Um novo estudo liderado por pesquisadores da Harvard Medical School sugere que este pode muito bem ser o caso em ratos.
O estudo, publicado em 14 de outubro na Cell, mostra que os neurônios da dor no intestino do rato regulam a presença de muco protetor em condições normais e estimulam as células intestinais a liberar mais muco durante condições inflamatórias.
O trabalho descreve as etapas de uma complexa cascata de sinalização, que mostra que os neurônios da dor estão em troca direta com células intestinais que contêm muco, as chamadas células caliciformes.
Acontece que a dor pode nos proteger de uma forma mais direta do que o seu papel clássico de detectar danos potenciais e enviar sinais ao cérebro. Nosso trabalho mostra como os nervos transmissores da dor no intestino se comunicam com as células epiteliais próximas que revestem o intestino. Isto significa que o sistema nervoso desempenha um papel importante no intestino que vai além de apenas fazer você se sentir desconfortável, e que desempenha um papel fundamental na manutenção da barreira intestinal e como um mecanismo de proteção contra a inflamação.”

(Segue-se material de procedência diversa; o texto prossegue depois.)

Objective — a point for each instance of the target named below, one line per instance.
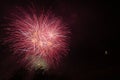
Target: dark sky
(94, 44)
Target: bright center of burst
(43, 40)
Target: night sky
(94, 44)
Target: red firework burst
(41, 38)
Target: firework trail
(39, 39)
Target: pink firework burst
(41, 38)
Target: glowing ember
(41, 38)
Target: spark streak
(40, 37)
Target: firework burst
(40, 38)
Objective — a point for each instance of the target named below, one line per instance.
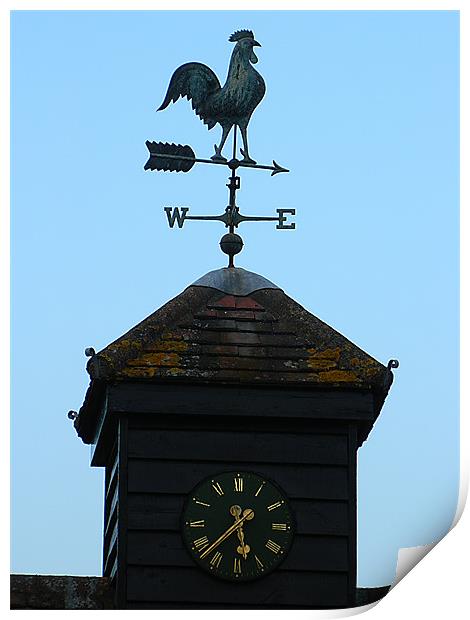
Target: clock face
(237, 525)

Isaac Chiu, investigador sênior do estudo, professor associado de imunobiologia, Instituto Blavatnik do HMS
Uma conversa direta
Nossos intestinos e trato respiratório estão repletos de células caliciformes. As células caliciformes, assim chamadas por sua aparência em forma de xícara, contêm muco semelhante a um gel feito de proteínas e açúcares que atua como uma camada protetora que protege a superfície dos órgãos contra abrasão e danos. A nova pesquisa descobriu que as células caliciformes no intestino liberam muco protetor quando desencadeadas pela interação direta com neurônios sensíveis à dor no intestino.
Numa série de experimentos, os pesquisadores observaram que camundongos sem neurônios da dor produziram menos muco protetor e tiveram alterações na composição microbiana intestinal -; um desequilíbrio entre micróbios benéficos e prejudiciais, conhecido como disbiose.

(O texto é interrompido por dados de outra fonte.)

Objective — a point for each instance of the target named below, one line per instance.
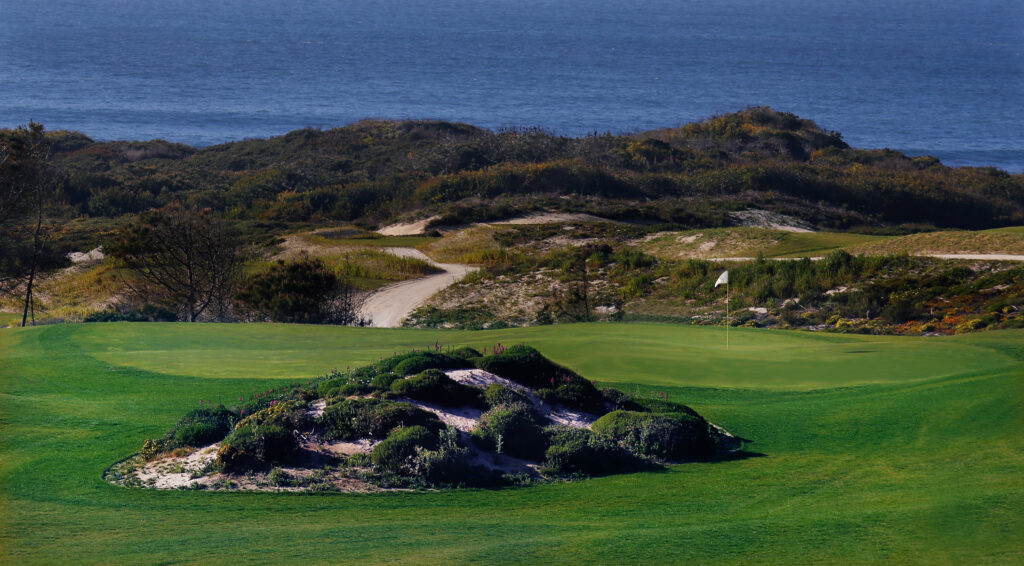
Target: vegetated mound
(425, 419)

Para esclarecer como ocorre esse crosstalk protetor, os pesquisadores analisaram o comportamento das células caliciformes na presença e ausência de neurônios de dor.
Eles descobriram que as superfícies das células caliciformes contêm um tipo de receptor chamado RAMP1, que garante que as células possam responder aos neurônios de dor vizinhos que são ativados por sinais dietéticos e microbianos, bem como por pressão mecânica, irritação química ou mudanças drásticas de temperatura.
As experiências mostraram ainda que estes receptores estão ligados a uma substância química chamada CGRP, que é libertada pelos neurónios da dor próximos quando os neurónios são estimulados. Os pesquisadores descobriram que esses receptores RAMP1 também estão presentes em células caliciformes humanas e de camundongos, tornando-as responsivas aos sinais de dor.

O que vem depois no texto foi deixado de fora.